Thursday, 19 October 2023


Adjournment

Fentanyl


Fentanyl

Tim READ (Brunswick) (17:27): (397) My adjournment matter is for the Minister for Mental Health, and the action I seek is for her to urgently release the state government’s plan to respond to the likely imminent arrival of fentanyl in Victoria’s illegal drug market. I appreciate that there might still be some planning that needs to be done, but this is quite urgent.

Fentanyl is an opioid drug from the same family as morphine and heroin, but it is at least 50 times stronger than heroin and, importantly, it is faster acting. If someone has an overdose of fentanyl – and given its much greater strength, that is highly likely in an unregulated black market – they will stop breathing much faster than if they have an overdose of heroin. Therefore if help is to arrive, it needs to arrive very quickly, within a couple of minutes – probably before an ambulance can get there.

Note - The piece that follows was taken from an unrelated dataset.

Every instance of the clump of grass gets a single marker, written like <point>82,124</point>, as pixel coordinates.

Fentanyl is now common in the illegal drug market in the United States. It is estimated to have killed 67,000 people in the United States in 2021, which on a population basis is about the same as 1200 Victorians. It is not yet common in Australia, but the word is that it is arriving, and it has been detected in several seizures of drugs. One in particular was a seizure at the Port of Melbourne in December 2021, which contained 11 kilograms of fentanyl. That is equivalent to 5.5 million potentially lethal doses.

A key part of the response to the likely arrival of fentanyl will be the drug naloxone, also known as Narcan, which reverses the action of fentanyl if it is given soon enough. The recent federal government Take Home Naloxone program seeks to make the drug available widely and freely, but that conflicts with some – in its time progressive – legislation from this government in 2020 which still restricts it to pharmacist only, a bit like the morning-after pill, and limits its availability to certain classes of people. We need drug users, police, outreach workers – everybody – to be able to carry this drug and to obtain it whenever they want it. Police have trialled it in WA, and as I understand it, it has been a successful trial. It probably should even be in vending machines, like it is in Canada. We could even put it in a supervised injecting room in the CBD, but whatever we do, we need a plan and we need it soon.